Las grandes empresas formadoras de precios, los bancos y financieras, las grandes prestadoras de servicios relacionadas con el empresariado transnacional continuarán concentrando ganancias mientras la mayor parte de la población verá relegada sus expectativas, agradecida de haber sobrevivido a la enfermedad y a la espera de la vacuna salvadora a la que podrá acceder, tal vez antes de fin de año. Con ese horizonte se da por bien pagada.

 

En los nueve meses transcurridos se contagiaron más de un millón y medio de personas, se recuperaron un millón trescientos mil y fallecieron 40 mil. Partieron personas inolvidables, muy queridas por todos.

 

El detenimiento colectivo obligó a la reflexión. Científicos y pensadores se han expresado de diversa manera alertando y dando sus opiniones.
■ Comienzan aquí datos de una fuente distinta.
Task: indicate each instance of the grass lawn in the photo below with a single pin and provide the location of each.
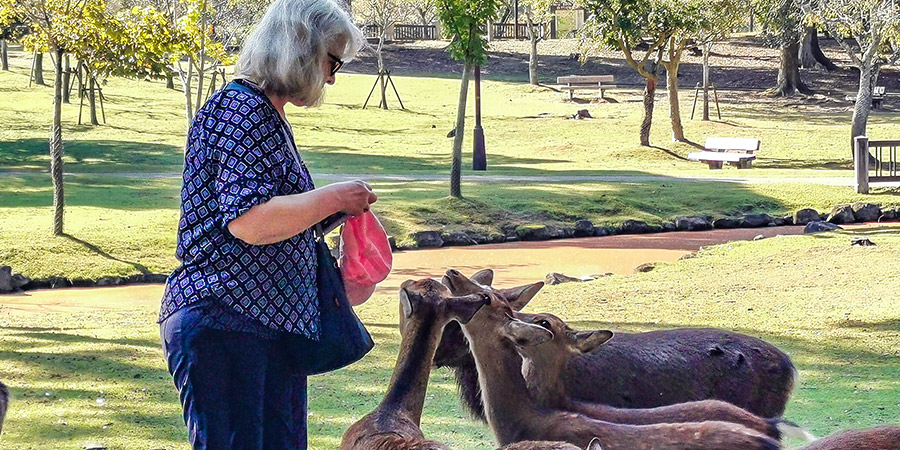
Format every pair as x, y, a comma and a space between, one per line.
98, 375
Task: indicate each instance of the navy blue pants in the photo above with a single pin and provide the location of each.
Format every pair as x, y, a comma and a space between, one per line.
236, 389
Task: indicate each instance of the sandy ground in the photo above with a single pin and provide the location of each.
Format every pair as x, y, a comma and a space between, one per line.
513, 263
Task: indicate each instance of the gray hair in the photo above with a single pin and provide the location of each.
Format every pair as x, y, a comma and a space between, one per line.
284, 52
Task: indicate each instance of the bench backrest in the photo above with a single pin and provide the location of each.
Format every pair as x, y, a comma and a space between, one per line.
572, 79
748, 145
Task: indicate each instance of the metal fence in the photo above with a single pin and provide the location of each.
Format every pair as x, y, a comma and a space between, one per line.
874, 162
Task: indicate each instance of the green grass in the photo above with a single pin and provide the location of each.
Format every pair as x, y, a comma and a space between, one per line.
821, 300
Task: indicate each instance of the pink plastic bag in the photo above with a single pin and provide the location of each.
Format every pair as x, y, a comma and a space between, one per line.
366, 257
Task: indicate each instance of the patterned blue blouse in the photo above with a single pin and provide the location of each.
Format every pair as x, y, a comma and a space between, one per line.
241, 153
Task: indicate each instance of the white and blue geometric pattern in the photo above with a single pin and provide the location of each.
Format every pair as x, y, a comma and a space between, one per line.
240, 153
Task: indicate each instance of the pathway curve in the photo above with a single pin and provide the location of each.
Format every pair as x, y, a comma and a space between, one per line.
514, 263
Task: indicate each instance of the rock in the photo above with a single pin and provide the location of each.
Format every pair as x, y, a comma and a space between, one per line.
111, 281
558, 278
646, 267
533, 232
805, 216
862, 242
819, 226
756, 220
692, 223
634, 227
582, 114
727, 223
5, 280
457, 239
842, 214
426, 239
866, 212
584, 228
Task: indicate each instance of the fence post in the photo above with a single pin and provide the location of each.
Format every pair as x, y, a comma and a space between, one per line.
861, 164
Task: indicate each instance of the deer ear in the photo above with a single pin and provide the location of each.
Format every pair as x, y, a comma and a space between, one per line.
484, 277
518, 297
587, 341
406, 304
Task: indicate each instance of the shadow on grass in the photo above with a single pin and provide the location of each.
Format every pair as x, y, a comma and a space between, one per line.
96, 156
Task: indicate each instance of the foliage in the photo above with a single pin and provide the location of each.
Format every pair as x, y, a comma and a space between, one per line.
462, 20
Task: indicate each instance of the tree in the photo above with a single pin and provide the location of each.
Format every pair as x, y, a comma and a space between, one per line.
627, 25
462, 20
781, 22
537, 21
874, 25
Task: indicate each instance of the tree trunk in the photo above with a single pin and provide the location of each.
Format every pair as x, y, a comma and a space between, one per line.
868, 73
789, 81
532, 57
811, 56
456, 164
4, 55
39, 68
672, 86
56, 151
706, 49
67, 78
649, 102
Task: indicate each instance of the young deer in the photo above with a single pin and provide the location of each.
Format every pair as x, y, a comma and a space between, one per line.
644, 370
877, 438
514, 416
544, 365
426, 307
4, 403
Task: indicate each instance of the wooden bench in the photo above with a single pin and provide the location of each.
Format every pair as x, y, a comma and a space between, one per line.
576, 82
739, 152
878, 93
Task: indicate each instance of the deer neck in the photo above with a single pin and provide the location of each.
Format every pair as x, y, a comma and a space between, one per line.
507, 405
406, 392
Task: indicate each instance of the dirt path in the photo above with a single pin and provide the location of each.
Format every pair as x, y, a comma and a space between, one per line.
514, 264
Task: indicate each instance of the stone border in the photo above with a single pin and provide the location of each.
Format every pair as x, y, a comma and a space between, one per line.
840, 214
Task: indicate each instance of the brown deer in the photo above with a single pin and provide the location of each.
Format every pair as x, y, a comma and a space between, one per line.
644, 370
514, 416
877, 438
543, 367
4, 403
426, 306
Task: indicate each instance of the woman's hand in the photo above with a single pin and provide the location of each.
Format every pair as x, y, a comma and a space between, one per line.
353, 197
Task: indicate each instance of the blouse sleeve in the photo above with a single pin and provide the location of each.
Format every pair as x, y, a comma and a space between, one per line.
246, 150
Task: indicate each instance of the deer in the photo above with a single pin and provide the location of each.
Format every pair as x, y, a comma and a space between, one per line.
426, 306
4, 403
643, 370
514, 416
877, 438
543, 367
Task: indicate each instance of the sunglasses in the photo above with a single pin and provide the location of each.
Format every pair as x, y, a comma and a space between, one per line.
336, 63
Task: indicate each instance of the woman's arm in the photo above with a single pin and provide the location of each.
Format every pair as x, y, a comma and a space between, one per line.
285, 216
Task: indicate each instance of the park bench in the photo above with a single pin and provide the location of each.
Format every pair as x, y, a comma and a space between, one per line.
572, 83
739, 152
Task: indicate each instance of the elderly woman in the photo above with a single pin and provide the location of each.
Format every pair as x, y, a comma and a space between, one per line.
245, 239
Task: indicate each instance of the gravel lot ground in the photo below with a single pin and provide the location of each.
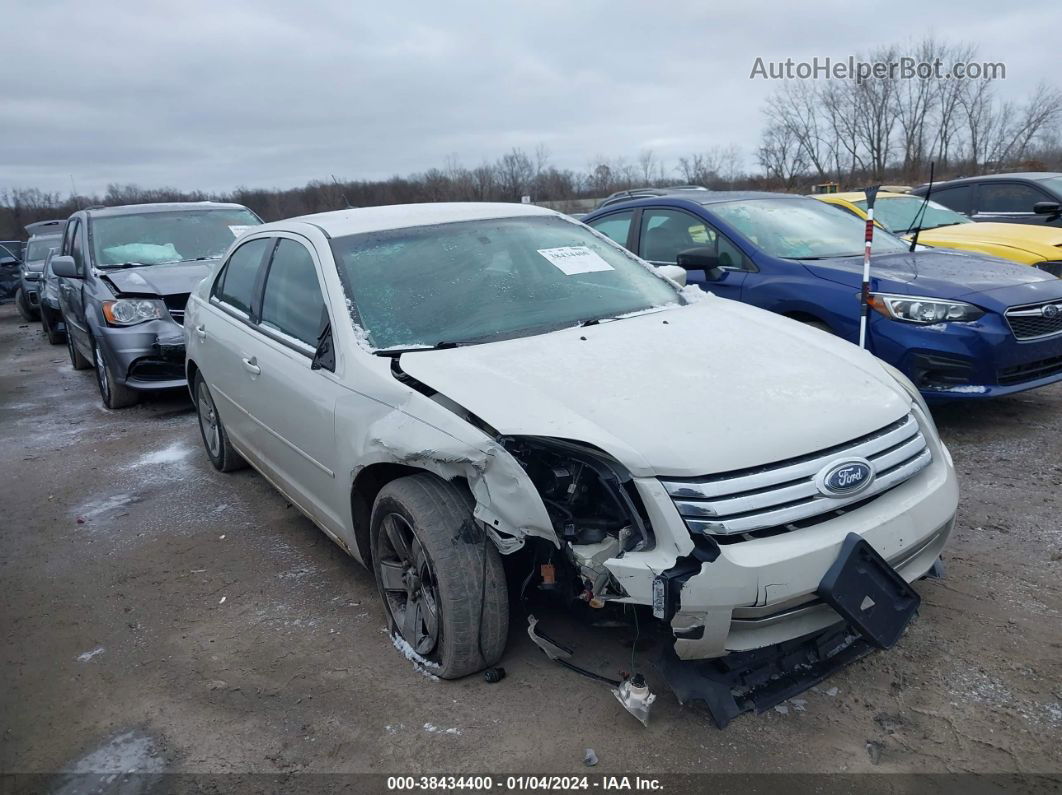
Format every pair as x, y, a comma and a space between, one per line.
159, 615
El Papa Francisco dio a conocer su encíclica Fratelli tutti que se agrega a Laudato Si. Las religiones y las diversas corrientes espirituales también se han manifestado contra un materialismo exacerbado, el culto individualista y la avaricia y la soberbia descontroladas. Quienes tienen la sartén por el mango siguen como si nada. Si la tierra se agota se buscan alternativas… 

 

El planeta ha dado gritos y sus efectos se padecen por doquier, sin embargo los sordos se entusiasman con que el agua cotice en la bolsa de Nueva York; extremos grotescos en la parodia humana como si no importaran miles de millones de seres condenados a muerte. Imposible creer que ha sido un año, han sido décadas. Un siglo tal vez, como en esas divisiones que suelen proponer los historiadores marcando hitos trascendentes.